The great thing about America’s shale oil and gas revolution is that new shale plays keep popping up from time to time.
Currently, the two hottest shale plays are arguably North Dakota’s Bakken and Texas’ Eagle Ford. These oil-rich formations are especially attractive because the price of oil is high, providing producers with a major incentive to keep drilling.
But there’s a downside to these plays. Because they’ve already proved their mettle and boast at least a few years of very impressive production history, land lease prices and production costs are sky high. That’s why energy companies continue to search for the next big resource play, hoping to establish a substantial acreage position while the land is cheap and competitors few and far between.

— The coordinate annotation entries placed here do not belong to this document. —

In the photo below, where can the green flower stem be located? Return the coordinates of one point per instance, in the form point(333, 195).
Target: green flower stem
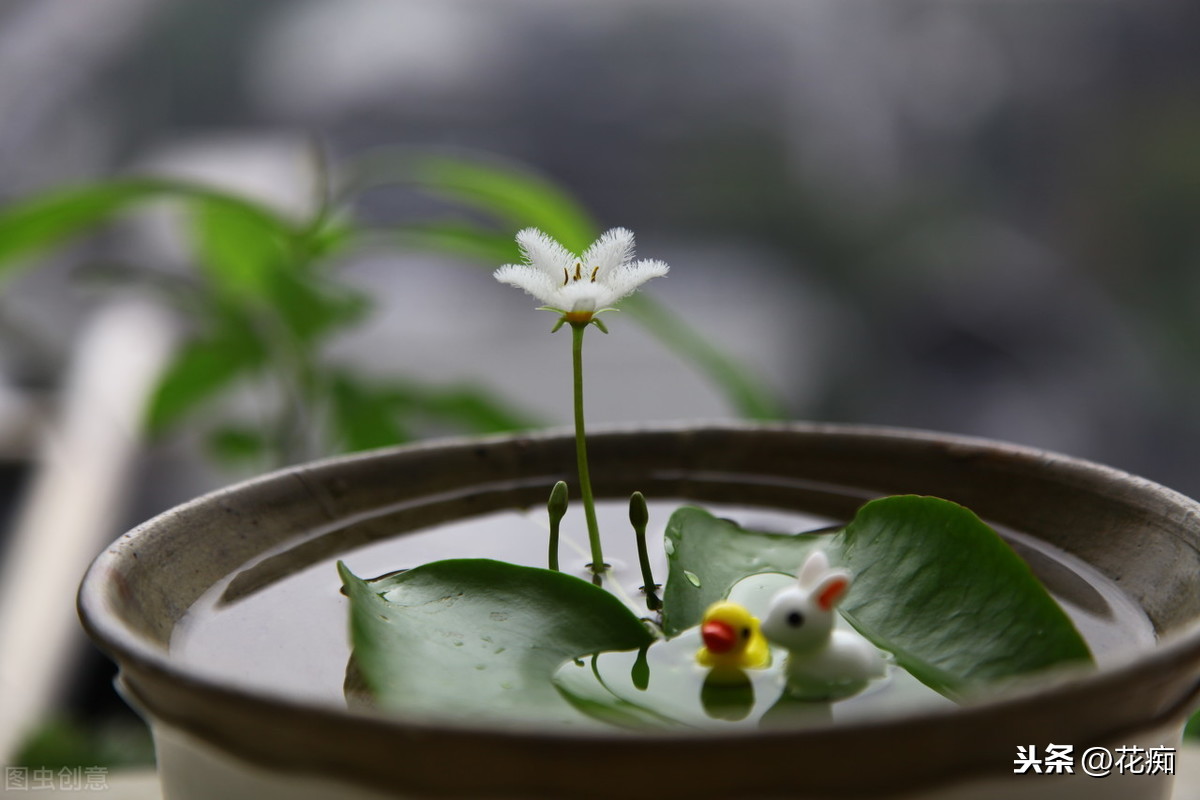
point(640, 517)
point(581, 452)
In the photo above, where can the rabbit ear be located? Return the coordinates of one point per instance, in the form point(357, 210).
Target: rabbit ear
point(814, 569)
point(832, 588)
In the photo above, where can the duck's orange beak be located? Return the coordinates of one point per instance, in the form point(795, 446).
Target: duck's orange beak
point(719, 637)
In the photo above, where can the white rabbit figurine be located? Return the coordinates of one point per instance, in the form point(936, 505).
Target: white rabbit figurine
point(822, 662)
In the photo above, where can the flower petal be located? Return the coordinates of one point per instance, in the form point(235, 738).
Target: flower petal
point(532, 280)
point(545, 253)
point(624, 280)
point(609, 252)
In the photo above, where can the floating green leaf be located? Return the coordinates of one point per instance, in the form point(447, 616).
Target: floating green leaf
point(478, 639)
point(707, 555)
point(934, 585)
point(948, 597)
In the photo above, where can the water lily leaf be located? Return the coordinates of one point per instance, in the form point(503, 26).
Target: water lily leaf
point(477, 639)
point(952, 601)
point(707, 555)
point(934, 585)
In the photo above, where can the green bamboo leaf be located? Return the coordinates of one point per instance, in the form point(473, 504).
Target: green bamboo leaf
point(237, 445)
point(479, 641)
point(461, 239)
point(201, 370)
point(311, 306)
point(238, 251)
point(33, 226)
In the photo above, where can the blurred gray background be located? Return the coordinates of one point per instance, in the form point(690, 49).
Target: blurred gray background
point(977, 217)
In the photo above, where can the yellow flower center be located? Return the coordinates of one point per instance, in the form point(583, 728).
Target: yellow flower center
point(579, 274)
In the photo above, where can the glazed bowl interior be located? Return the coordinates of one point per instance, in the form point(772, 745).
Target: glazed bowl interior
point(1143, 537)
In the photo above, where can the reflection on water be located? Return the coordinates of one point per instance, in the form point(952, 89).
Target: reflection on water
point(291, 638)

A case in point is the Utica, an emerging shale play that spans several states, though the majority of drilling activity so far has been focused in Ohio. Initial assessments suggest that the Utica’s resource potential could be on par with that of the Eagle Ford.
Based on encouraging initial test well results, several energy companies have expressed enthusiasm about the Utica’s prospects. Let’s look at three major ones.
Chesapeake Energy Corporation (CHK) (NYSE:CHK)
First up is Chesapeake Energy Corporation (CHK). After discovering the Utica in 2010, Chesapeake Energy Corporation (CHK) remains one of the most active operators in the play. As it stands, it is the largest leasehold owner, boasting approximately 1 million net acres. To date, it has drilled a total of 184 wells in the play, of which 45 are currently producing.
Chesapeake Energy Corporation (CHK)’s well results so far have been quite impressive, with several of its wells reporting daily production rates in excess of 350 bbls of oil per day. Two recent well completions in the company’s core drilling area in Carroll County, Ohio — the 8H Houyouse “15-13-5” and 8H White “17-13-5” — posted rates of 465 bbls and 390 bbls of crude oil per day, respectively.
Though the company was initially very bullish about the play’s oil potential, it has since scaled back its expectations. It even recently announced that it no longer views the Utica as central to meeting its oil production growth target for the year, though it remains optimistic about the play’s dry gas and gas liquids potential.
Going forward, it will be focusing its drilling efforts primarily in the wet gas window of the play inside of its joint venture with TOTAL S.A. (ADR) (NYSE:TOT), where it commands 450,000 net acres. Within this area, the company is projecting expected ultimate recoveries of five to 10 bcfe.